Pizza Wars (Greta Lawlor)
1) Students will explore game theory through the use of a matrix.
2) Students will identify the best strategy for the players in Pizza Wars.
3) Students will work in groups to arrive at the best strategies and be able to explain and justify their solution to the class.
This activity asks students to determine the best strategy for two pizza parlor owners giving away cheese pizza with or without pepperoni in a pizza war. The students will set up a matrix to help them determine which strategy is best for each owner.
Review with students the set up of a matrix and discuss how to set up the rows and columns. Remind them that there will be several strategies, but they are to choose the best for each of the pizza parlor owners. Identifying strategies and choosing the best strategy is the central theme.
1) Review matrices, rows, columns and how to set up a game matrix.
2) Hand out "Pizza Wars." Have the students read it individually and then work together in their groups to find the best strategies for each player.
3) When the groups are finished, have a spokesperson from each group present their solution. If several of the solutions are essentially the same, only have those that are different present.
4) Discuss the students work, and resolve any disagreements among the group.
"Pizza War" activity sheet, transparencies, marker.
Review and introduction to problem (10 minutes), individual work (5 minutes), group work (20 minutes), presentations (20 minutes)

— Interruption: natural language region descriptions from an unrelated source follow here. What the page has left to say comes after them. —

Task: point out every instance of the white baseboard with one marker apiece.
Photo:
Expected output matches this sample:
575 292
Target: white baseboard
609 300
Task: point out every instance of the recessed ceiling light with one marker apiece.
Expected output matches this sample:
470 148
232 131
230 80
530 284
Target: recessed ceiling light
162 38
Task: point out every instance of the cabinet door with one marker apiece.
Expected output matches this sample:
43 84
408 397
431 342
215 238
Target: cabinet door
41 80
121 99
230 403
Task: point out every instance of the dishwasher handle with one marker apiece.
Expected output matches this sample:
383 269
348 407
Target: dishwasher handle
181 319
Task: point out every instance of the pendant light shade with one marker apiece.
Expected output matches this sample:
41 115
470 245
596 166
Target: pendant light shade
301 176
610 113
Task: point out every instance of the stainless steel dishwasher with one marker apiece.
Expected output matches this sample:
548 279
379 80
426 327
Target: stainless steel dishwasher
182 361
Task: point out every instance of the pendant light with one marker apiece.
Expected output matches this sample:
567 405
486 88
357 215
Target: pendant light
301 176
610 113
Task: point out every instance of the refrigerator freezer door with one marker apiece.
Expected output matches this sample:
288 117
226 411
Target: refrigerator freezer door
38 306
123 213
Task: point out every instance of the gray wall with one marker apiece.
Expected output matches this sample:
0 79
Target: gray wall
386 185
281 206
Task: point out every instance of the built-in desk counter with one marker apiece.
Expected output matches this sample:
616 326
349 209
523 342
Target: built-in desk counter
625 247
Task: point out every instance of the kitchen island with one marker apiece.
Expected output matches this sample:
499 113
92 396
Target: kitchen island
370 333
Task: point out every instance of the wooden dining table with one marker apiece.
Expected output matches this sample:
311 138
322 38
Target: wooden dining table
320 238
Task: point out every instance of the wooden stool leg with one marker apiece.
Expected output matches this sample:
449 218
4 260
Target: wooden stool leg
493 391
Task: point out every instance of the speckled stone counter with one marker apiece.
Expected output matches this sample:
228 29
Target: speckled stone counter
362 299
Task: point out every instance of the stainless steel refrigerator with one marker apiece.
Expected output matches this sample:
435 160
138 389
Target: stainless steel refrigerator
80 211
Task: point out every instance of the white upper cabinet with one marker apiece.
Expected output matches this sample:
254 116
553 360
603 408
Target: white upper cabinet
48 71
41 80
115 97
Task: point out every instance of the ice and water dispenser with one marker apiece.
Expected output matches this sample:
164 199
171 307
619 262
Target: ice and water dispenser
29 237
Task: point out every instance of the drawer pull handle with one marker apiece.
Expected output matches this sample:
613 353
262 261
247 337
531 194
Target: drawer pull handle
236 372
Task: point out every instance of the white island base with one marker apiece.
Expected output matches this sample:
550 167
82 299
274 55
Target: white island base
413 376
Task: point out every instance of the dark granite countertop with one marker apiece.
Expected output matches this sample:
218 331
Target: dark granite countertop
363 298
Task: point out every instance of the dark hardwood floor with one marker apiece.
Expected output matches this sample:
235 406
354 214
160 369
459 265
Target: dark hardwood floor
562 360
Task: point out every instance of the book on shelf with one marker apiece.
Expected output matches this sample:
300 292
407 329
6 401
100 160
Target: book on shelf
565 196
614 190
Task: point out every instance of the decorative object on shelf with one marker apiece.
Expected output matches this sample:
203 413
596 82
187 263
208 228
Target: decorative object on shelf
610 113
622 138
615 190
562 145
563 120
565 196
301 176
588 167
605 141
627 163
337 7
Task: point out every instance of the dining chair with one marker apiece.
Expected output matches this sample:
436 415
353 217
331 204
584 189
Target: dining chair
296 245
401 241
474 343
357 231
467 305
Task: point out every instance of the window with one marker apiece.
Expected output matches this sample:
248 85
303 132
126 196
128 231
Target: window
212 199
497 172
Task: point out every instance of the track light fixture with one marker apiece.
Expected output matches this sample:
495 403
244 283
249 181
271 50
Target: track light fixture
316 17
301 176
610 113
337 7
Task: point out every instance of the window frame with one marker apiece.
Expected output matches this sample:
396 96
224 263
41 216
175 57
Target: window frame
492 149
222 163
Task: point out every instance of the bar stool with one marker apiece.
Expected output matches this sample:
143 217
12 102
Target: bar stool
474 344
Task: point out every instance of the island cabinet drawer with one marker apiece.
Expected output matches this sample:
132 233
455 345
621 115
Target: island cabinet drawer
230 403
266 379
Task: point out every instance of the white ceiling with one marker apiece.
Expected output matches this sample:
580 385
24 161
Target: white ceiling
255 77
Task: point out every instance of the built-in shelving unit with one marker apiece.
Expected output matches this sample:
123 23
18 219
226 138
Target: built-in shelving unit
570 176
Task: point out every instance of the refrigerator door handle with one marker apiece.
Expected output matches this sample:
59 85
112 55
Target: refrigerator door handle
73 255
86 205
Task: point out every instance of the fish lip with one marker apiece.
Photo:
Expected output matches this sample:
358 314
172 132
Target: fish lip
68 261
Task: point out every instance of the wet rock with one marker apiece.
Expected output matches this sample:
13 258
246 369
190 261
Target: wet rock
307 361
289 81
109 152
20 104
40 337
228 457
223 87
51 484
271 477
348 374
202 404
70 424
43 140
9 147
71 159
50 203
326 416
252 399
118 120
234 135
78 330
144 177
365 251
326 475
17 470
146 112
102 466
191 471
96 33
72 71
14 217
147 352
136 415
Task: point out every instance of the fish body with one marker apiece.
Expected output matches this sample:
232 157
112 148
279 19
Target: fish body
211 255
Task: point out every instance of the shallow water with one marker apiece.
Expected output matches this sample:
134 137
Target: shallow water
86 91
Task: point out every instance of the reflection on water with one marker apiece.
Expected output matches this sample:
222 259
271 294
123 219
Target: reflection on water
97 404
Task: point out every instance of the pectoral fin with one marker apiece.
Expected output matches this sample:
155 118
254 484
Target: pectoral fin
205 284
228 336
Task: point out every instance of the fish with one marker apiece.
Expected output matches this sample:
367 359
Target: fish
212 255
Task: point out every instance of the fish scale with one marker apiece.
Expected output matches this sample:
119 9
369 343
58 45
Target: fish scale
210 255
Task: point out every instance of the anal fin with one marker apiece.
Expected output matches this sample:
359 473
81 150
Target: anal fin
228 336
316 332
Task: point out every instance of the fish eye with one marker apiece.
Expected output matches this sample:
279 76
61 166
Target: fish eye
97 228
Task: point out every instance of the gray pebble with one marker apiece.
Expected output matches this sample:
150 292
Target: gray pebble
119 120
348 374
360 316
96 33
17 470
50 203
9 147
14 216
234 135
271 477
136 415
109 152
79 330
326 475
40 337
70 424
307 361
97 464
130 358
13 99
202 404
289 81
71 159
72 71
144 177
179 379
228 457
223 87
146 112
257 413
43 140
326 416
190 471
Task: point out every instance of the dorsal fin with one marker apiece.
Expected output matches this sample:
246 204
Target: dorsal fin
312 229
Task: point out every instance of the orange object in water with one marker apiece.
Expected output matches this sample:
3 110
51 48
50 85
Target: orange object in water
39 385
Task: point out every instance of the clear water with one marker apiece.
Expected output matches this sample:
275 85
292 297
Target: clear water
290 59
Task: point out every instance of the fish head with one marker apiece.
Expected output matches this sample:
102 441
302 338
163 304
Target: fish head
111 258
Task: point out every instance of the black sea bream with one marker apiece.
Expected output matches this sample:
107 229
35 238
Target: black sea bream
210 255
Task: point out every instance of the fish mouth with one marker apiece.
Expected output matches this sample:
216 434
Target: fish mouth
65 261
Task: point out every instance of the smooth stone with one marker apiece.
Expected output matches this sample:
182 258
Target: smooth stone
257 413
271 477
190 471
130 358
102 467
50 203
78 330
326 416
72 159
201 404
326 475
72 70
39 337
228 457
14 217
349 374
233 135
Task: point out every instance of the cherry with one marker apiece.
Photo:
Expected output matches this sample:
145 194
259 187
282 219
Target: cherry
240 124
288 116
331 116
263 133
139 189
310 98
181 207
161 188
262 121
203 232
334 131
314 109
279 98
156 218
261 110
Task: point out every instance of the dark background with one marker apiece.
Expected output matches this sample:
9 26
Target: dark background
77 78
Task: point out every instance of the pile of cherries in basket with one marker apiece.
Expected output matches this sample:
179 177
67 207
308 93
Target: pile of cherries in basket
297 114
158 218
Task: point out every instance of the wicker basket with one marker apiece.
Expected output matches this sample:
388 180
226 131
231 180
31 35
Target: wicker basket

Discrete Mathematics Concepts
Game Theory - zero sum games
Related Mathematics Concepts
Matrices, percentage, matrix multiplication
NCTM Standards Addressed
Problem Solving, Communication, Reasoning, Connections, Discrete Mathematics
Colorado Model Content Standards
Algebraic Techniques (2), Problem Solving Techniques (5), Linking Concepts and Procedures (6)
This activity could be integrated into Algebra or Geometry under the topic of matrices and their related operations. It could also be introduced in a probability/statistics class or unit when focusing on expected value.
Students could expand the problem to more parlor owners or they could extend the same ideas to non-zero sum games. Software available as a tool for the students is EXPECTATION and GAMES.
This activity should be used as an early activity in the unit. More difficult problems can be solved by building off of this problem. There are other gaming strategies, for instance, games based on a 3 X 3 magic square. This would be a great extension, especially when working on developing strategies. To find information on games based on a 3X3 magic square, consult aha! Insight by Martin Gardner (page 115.)
Gardner, Martin. aha! Insight. 1978. New York: W. H. Freeman and Company.
Kenney, M. J., & Hirsch, C. R. (Eds.) (1991). Discrete Mathematics Across the Curriculum, K-12. Reston, VA: National Council of Teachers of Mathematics.